The calculation time was limited to 1 hour and 𝑓 was the number of searches that were not completed within the time limit. Blank columns indicate that searches were completed for all problems. The value 𝑡𝑖 was the mean time required to find a feasible solution (initial feasible solution). The value 𝑡𝑜 was the mean time required to find the optimal solution. The value 𝑡𝑓 was the mean time required to complete the search. The means for 𝑡𝑜 and 𝑡𝑓 were taken over the searches that were completed. All times were stated in seconds.

The value 𝜖 is the ratio between the evaluated values of the initial feasible solution and the optimal solution and represents the mean over problems for which the optimal solution was identified.

The results when 𝑝, 𝑚, and 𝑟 were set to identical values and the scale of the problem was varied are listed in the upper part of Table 1. The time 𝑡𝑖 was within 0.1 s and the feasible solution was easily found with all the methods. Also, as 𝜖 shows, the proposed procedure proved to be better than the other procedures at finding the initial feasible solution.

The time required to complete the search grew exponentially with the scale of the problem.

Furthermore, the search was never completed within the time limit under the No Heuristic procedure, even when the problem scale was small. Thus, it is essential to develop a procedure for quickly deriving a useful feasible solution for the subquery allocation problem.

The proposed method was able to find optimal solutions for a greater quantity of the problems within the time limit than the EDN approach. Also, on average, the proposed method was superior from the perspective of times to find the optimal solution and complete the search. It should be noted that the values for 𝑡𝑜 and 𝑡𝑓 are the means of problems seeking optimal solutions within the time limit. For example, under 𝑝=8, 𝑚=8, 𝑟=8, and 𝐷=𝑤, for the proposed method 𝑡𝑜=452.08 s, while for EDN 𝑡𝑜=4.38 s. However, the proposed method successfully completed 3 problems, while EDN successfully completed only 1 problem. The given values for 𝑡𝑜 and 𝑡𝑓 for EDN represent those from that single problem, while the values from the proposed method are the means taken over the three problems.

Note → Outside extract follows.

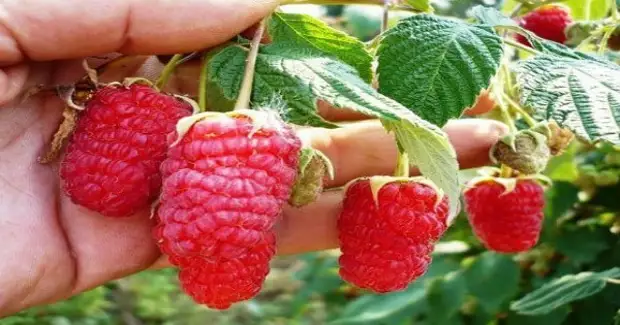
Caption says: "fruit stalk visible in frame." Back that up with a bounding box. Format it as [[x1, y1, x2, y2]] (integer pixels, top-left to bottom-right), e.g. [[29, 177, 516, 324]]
[[502, 93, 536, 127], [155, 54, 183, 89], [503, 38, 540, 55], [381, 0, 390, 33], [198, 53, 209, 112], [234, 18, 267, 111], [394, 152, 410, 178]]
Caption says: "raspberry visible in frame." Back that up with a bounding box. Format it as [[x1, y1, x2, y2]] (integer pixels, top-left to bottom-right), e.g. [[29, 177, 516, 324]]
[[337, 178, 449, 293], [60, 83, 192, 217], [491, 128, 551, 175], [516, 5, 573, 46], [154, 111, 302, 309], [288, 148, 332, 208], [464, 178, 545, 253]]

Thus, the proposed method is superior to both EDN and the No Heuristic procedure in terms of both initial feasible solution and calculation time.

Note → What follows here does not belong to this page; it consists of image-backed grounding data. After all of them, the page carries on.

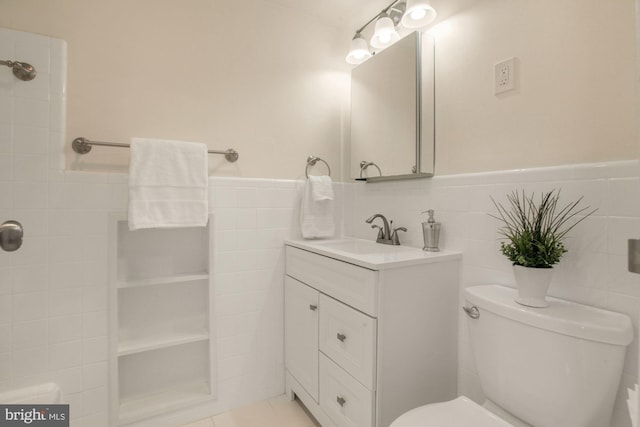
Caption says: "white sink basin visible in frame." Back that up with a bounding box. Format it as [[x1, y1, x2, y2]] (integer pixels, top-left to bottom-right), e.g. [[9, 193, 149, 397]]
[[313, 239, 418, 255], [285, 237, 461, 270]]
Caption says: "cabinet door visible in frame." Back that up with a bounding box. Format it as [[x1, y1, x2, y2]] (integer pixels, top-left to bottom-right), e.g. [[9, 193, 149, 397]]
[[285, 276, 319, 402]]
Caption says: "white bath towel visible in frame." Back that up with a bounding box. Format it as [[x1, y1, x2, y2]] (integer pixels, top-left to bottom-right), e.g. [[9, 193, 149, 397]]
[[309, 175, 334, 201], [128, 138, 208, 230], [300, 178, 334, 239]]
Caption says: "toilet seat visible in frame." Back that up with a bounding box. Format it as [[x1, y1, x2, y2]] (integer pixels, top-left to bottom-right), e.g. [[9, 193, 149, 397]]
[[390, 396, 513, 427]]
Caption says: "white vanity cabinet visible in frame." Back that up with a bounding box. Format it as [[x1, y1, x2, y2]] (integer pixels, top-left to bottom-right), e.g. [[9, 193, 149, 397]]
[[284, 240, 461, 427]]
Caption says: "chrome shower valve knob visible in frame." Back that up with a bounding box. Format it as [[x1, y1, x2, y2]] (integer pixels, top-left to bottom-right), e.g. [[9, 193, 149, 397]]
[[0, 220, 23, 252]]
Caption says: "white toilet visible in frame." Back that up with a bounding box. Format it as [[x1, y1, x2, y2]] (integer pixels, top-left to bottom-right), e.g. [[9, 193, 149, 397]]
[[391, 284, 633, 427]]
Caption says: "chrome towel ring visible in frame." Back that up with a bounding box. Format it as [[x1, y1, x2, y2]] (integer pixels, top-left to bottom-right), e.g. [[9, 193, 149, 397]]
[[360, 160, 382, 178], [305, 156, 331, 178]]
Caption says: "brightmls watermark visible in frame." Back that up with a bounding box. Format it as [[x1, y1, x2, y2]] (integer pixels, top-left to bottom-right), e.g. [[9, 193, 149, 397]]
[[0, 405, 69, 426]]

Let us turn to some observations about the relationship between problem characteristics and solution methods. First, when the transmission cost is dominant (𝐷=𝑡), the searches are completed more quickly than for other problems of similar scale. On the other hand, when the subquery processing cost or decryption cost is dominant (𝐷=𝑤 or 𝐷=𝑑), the time required for search completion increases with the scale of the problem. This seems to be because transmission cost depends greatly on server selection.

We observed changes in the calculation time when only one of the parameters 𝑝, 𝑚, or 𝑟 was changed (lower part of Table 1).

It takes more time to derive an initial feasible solution when the number of servers is increased; on the other hand, the time to identify an initial feasible solution remained within 1 s when either the number of fragments or subqueries was increased. The value of 𝜖 was raised relatively high by expanding the number of servers. Future studies must address the issue of developing procedures for identifying good feasible solutions at high speed in systems incorporating large numbers of servers.

5. Conclusions

It is essential to optimize query processing, as this has a great influence over database performance. This study provides a formulation of the subquery allocation problem in a secret sharing distributed database in terms of a constraint satisfaction problem. A heuristic evaluation function is proposed for solutions in best-first searches.

An experiment was conducted using an ILOG Solver to examine the effectiveness of the above function. Some issues remain for the proposed procedure when there are a large number of servers, and further research will be necessary. It will also be necessary to evaluate the performance of this method on an actual system.

Acknowledgment

The authors express their deep appreciation for the Grant-in-Aid for Scientific Research no. 19700060, which supported part of this study.